Why Your LLM Ignores Detailed Instructions (It's Not a Bug)

#rag

You've been there. You write a meticulous 100-step prompt. You stuff it into a 1M-token context. The model ignores half of it.

This isn't a bug. It's the structural ceiling of LLMs — and understanding it will change how you design AI systems.

The "Human Chunk" Problem

LLMs are trained on human-written text. Humans write in natural units: blog posts, emails, functions, conversation turns. I call these human chunks.

The model's probability space is structured around these chunks. When you input fine-grained instructions, the model doesn't process them at your granularity — it elevates them to human-chunk level. A 100-step procedure becomes "do the task."

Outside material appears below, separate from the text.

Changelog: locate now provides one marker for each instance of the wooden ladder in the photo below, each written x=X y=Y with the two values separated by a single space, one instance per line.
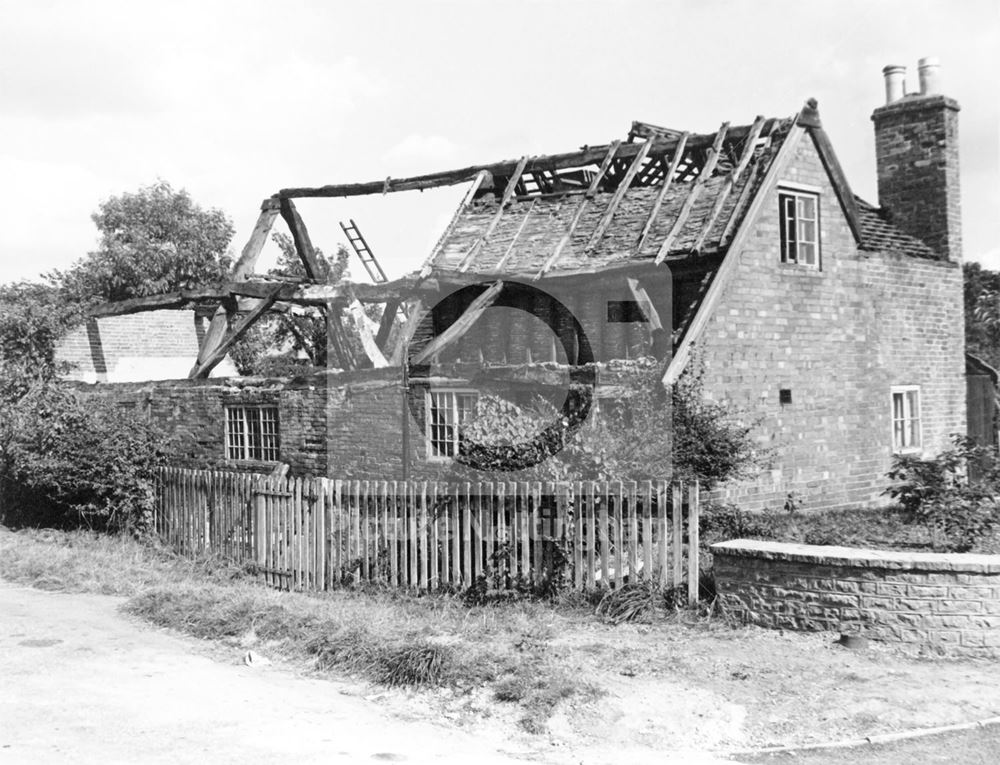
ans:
x=364 y=251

What This Means for Your System Design

# This won't work as expected:
prompt = """
Step 1: Check if X
Step 2: If X, do Y
Step 3: Verify Y was done
... (97 more steps)
"""
response = llm.call(prompt)
# Model processes this as one big chunk, not 100 steps

# This works better:
result_1 = llm.call("Check if X")
result_2 = llm.call(f"Given {result_1}, do Y")
result_3 = llm.call(f"Verify: {result_2}")
# Each call is at human-chunk granularity

The Design Principle

Systems that accept this ceiling — stateless chains, tasks split at human-chunk granularity — naturally improve as models get better. Systems that fight this ceiling need re-engineering every model update.

Prompt engineering is optimization within the ceiling. It's valuable, but it doesn't change the ceiling itself.

Takeaway

Stop trying to overcome the human-chunk ceiling with more detailed prompts. Design around it instead. Your system will be simpler, more robust, and will scale with model improvements automatically.

What patterns have you found for working with this ceiling instead of against it?